God Tells Jokes on The Way to President Xiomara Castro's Inauguration

I was sitting in Juan Miguel’s living room in Denton, Texas when the news came on the television.  I was in graduate school pursuing studies in ecofeminism at Texas Woman’s University at the time.  A few weeks prior I had received an invitation from Sacramento Labor Council Secretary Bill Camp to join him in Honduras.  I couldn’t go because of school, and I wish I could have been there to lend my voice in protest.



Reports meandered in that the Honduran military had kidnapped then President Manuel Zelaya from his home in his pajamas in the middle of the night in an illegal coup d’état.  The Republic of Honduras had in that moment rejoined the ranks of military juntas running nations left developing by the world’s superrich.  Things could have been different over the last twelve years, but in that moment, when Honduras needed the United States to call foul play, then President Obama did not.  Instead of standing up for democracy, Obama neglected to call the military takeover a coup.  Had Obama used the term “coup” then the United States would not have been able to continue business as usual in the original “banana republic.”  I was not able to be in Tegucigalpa in 2009 to protest “el golpe del estado,” but I made it in time to celebrate the end of it.

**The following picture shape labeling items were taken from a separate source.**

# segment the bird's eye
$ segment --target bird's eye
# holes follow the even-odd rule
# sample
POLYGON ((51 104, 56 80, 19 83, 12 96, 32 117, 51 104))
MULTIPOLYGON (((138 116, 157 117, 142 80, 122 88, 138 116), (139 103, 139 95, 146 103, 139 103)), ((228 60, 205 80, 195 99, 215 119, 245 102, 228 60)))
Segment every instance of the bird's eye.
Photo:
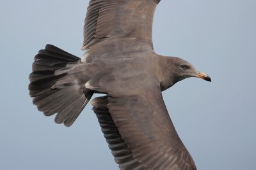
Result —
POLYGON ((187 68, 187 66, 186 66, 185 64, 182 64, 182 65, 180 66, 180 67, 181 67, 182 69, 186 69, 186 68, 187 68))

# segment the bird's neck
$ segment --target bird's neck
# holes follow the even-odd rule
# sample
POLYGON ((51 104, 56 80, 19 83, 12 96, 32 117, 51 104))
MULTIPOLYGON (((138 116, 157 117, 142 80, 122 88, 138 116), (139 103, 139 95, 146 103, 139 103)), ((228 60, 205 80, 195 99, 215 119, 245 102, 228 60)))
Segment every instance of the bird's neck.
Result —
POLYGON ((160 81, 160 87, 162 91, 173 86, 178 81, 175 80, 173 74, 171 74, 172 57, 165 57, 159 55, 157 57, 156 66, 156 74, 160 81))

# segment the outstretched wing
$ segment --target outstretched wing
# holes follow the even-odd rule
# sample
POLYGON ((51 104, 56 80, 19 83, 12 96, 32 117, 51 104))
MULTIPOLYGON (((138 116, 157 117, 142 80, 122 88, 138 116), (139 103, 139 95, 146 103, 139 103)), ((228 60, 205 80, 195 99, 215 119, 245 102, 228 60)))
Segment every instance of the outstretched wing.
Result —
POLYGON ((134 38, 152 46, 154 13, 160 0, 91 0, 83 50, 110 37, 134 38))
POLYGON ((99 120, 108 113, 113 120, 100 123, 105 125, 102 132, 111 141, 116 162, 121 169, 196 169, 177 134, 159 87, 147 90, 138 95, 108 96, 93 103, 95 107, 106 105, 104 110, 95 110, 101 113, 99 120))

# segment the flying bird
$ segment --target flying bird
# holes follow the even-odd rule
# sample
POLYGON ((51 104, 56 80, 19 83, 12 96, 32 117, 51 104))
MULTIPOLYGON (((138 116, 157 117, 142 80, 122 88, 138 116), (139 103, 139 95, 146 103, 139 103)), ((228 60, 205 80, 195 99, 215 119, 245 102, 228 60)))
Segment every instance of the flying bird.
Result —
POLYGON ((92 101, 120 169, 195 170, 161 92, 189 77, 211 81, 178 57, 155 53, 152 22, 160 0, 91 0, 84 53, 47 45, 35 57, 29 95, 45 116, 69 127, 92 101))

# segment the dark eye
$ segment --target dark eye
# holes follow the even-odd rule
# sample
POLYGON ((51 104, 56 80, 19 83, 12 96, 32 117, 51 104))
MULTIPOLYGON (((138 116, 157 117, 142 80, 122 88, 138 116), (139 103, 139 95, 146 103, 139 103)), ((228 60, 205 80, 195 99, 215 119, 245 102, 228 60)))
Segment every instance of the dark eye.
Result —
POLYGON ((180 65, 180 67, 182 69, 186 69, 188 67, 185 64, 182 64, 182 65, 180 65))

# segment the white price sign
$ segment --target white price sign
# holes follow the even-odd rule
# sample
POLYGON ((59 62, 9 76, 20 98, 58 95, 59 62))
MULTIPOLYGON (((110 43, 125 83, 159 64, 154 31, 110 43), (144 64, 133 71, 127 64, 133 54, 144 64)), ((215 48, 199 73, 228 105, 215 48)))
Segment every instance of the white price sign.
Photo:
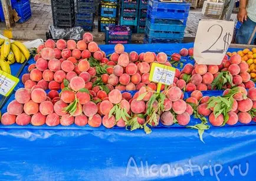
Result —
POLYGON ((231 43, 234 25, 234 21, 201 20, 193 49, 196 63, 220 65, 231 43))

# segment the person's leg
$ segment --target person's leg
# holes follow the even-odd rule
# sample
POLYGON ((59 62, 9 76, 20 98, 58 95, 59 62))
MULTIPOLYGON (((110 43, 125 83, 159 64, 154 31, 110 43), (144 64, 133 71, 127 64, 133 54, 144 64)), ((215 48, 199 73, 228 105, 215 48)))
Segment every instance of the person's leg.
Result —
MULTIPOLYGON (((256 22, 251 21, 247 18, 247 21, 245 21, 237 32, 235 36, 235 43, 238 44, 247 44, 249 39, 256 26, 256 22)), ((255 38, 256 36, 254 36, 255 38)), ((254 41, 252 39, 251 44, 254 44, 254 41)))

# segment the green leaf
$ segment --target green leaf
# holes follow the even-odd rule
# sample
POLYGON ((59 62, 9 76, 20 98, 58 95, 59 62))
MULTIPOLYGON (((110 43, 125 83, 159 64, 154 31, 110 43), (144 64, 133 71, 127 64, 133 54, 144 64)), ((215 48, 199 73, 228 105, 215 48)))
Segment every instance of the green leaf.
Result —
POLYGON ((138 96, 138 98, 137 98, 136 100, 143 100, 144 99, 144 98, 146 96, 146 95, 147 95, 147 93, 148 93, 147 92, 144 92, 144 93, 142 93, 141 95, 140 95, 138 96))
POLYGON ((70 83, 70 82, 68 82, 68 80, 67 80, 66 79, 64 79, 63 80, 63 83, 64 83, 64 86, 65 86, 65 88, 67 88, 67 87, 68 86, 68 84, 70 83))

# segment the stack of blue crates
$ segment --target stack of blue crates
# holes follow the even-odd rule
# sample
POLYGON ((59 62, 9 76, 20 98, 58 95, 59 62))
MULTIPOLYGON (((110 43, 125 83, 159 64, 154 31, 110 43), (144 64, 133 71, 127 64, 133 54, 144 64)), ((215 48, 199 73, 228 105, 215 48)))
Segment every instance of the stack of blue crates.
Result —
POLYGON ((137 33, 144 33, 145 32, 147 3, 148 0, 140 0, 138 13, 138 23, 137 25, 137 33))
POLYGON ((180 43, 189 8, 189 3, 149 0, 145 42, 180 43))
POLYGON ((137 26, 139 0, 122 0, 121 25, 137 26))
POLYGON ((94 25, 95 1, 76 0, 75 26, 92 31, 94 25))
POLYGON ((101 1, 99 5, 99 32, 106 32, 106 27, 118 24, 119 1, 101 1))

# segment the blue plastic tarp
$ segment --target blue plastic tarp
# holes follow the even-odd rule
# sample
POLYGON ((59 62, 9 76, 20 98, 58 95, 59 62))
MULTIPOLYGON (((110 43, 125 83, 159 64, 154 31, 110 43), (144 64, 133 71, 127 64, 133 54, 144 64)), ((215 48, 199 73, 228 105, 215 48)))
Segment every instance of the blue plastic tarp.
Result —
MULTIPOLYGON (((125 48, 170 54, 192 46, 125 48)), ((107 55, 113 47, 100 46, 107 55)), ((196 130, 179 126, 154 128, 149 135, 142 130, 87 128, 0 126, 0 180, 256 180, 254 125, 212 127, 204 134, 205 143, 196 130)))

The Obama Administration under Secretary of State Hillary Clinton allowed the coup to take place and then elections to be held by the coup government so that democracy appeared to have taken place.  It didn’t.  Pepe Lobo (I do not use the term “President” with the illegal government.) gained power as Honduras had become the murder capital of the world.  Almost overnight, Honduras became a lawless den for corruption and crime to fester like a wound left unclean.  Environmentalists who stood in the way of mines and power plants were murdered.  The journalists who tried to tell the story were left for dead.  Police who tried to do the right thing were removed from power and their families threatened.  The land of small farmers and indigenous groups was stolen.  Men, women, and children faced consequences unknown at the prospect of not being able to pay gang members for the right to walk down the street.  Every aspect of life became more difficult due to the corruption.  People’s close friends got rich finding the price at which they were willing to sell their morals while the rest of the country either tried to survive in the worst of times or fled for the U.S. border.  Obama and Clinton didn’t sit by and do nothing.  The Honduran people would have been better off if they had.  The United States not only supported the overthrow of the Honduran government in 2009, they have been arming its illegitimate government ever since!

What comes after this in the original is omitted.